Besides a top-down approach, another option to developing an ontology without starting with a blank slate, is to reuse exiting data, information, or knowledge. A motivation to consider this are the results obtained by Simperl et al [SMB10]: they surveyed 148 ontology development projects, which showed that “domain analysis was shown to have the highest impact on the total effort” of ontology development, “tool support for this activity was very poor”, and the “participants shared the view that process guidelines tailored for [specialised domains or in projects relying on end-user contributions] are essential for the success of ontology engineering projects”. In other words: the knowledge acquisition bottleneck is still an issue. Methods and tools have been, and are being, developed to make it less hard to get the subject domain knowledge out of the experts and into the ontology, e.g., through natural language interfaces and diagrams, and to make it less taxing on the domain experts by reusing the ‘legacy’ material they already may have to manage their information and knowledge. It is the latter we are going to look at in this chapter: bottom-up ontology development to get the subject domain knowledge represented in the ontology. We approach it from the other end of the spectrum compared to what we have seen in Chapter 6, being starting from more or less reusable non-ontological sources and try to develop an ontology from that.

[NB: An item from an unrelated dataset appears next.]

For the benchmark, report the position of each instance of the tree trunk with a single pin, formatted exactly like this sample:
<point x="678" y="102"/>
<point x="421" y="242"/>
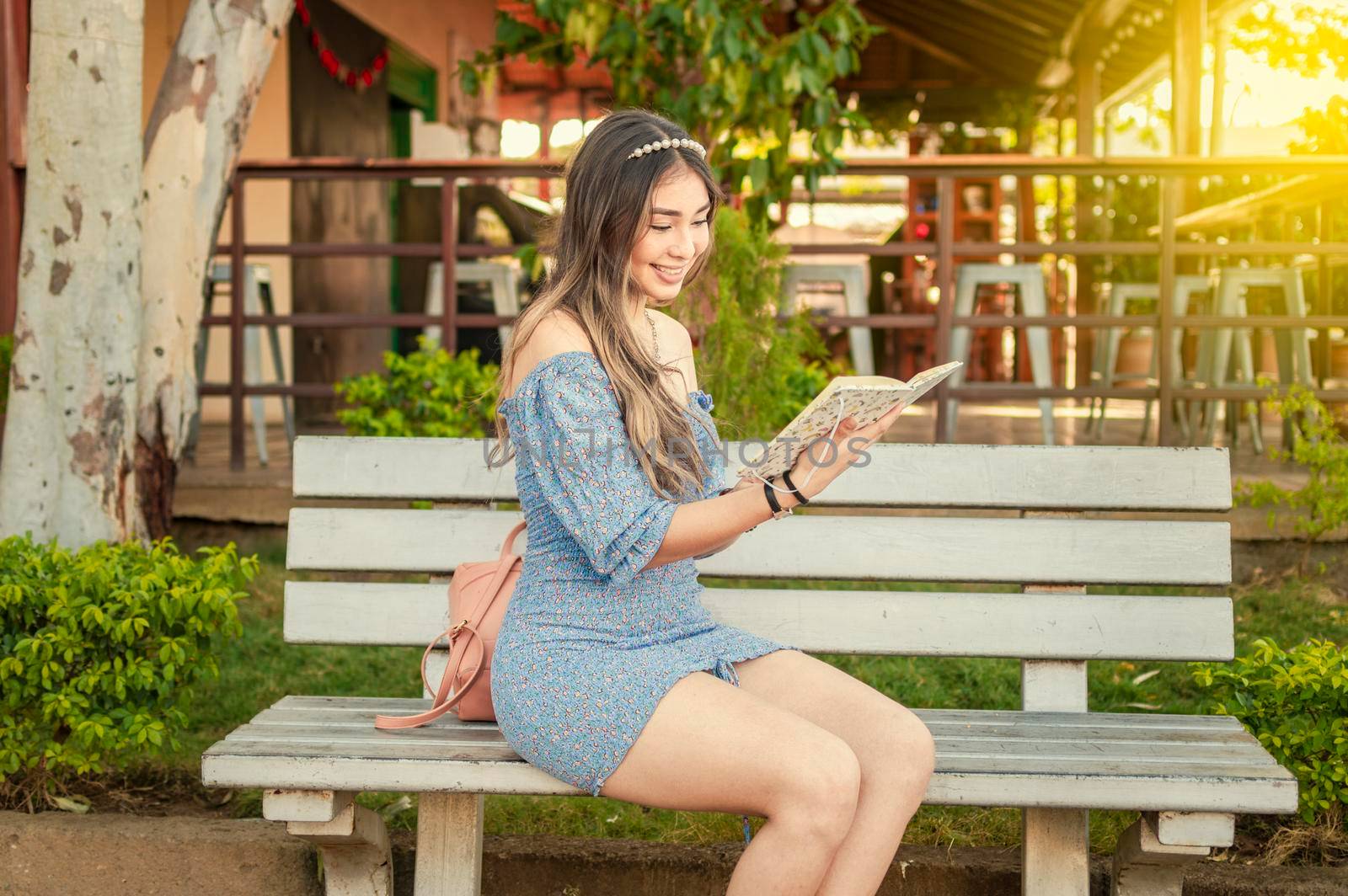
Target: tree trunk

Techniques to carry out bottom-up ontology development range from manual to (almost) fully automated. They differ according to their focus:
- Ontology learning to populate the TBox, where the strategies can be subdivided into:
– transforming information or knowledge represented in one logic language into an OWL species;
– transforming somewhat structured information into an OWL species;
– starting at the base.
- Ontology learning to populate the ABox.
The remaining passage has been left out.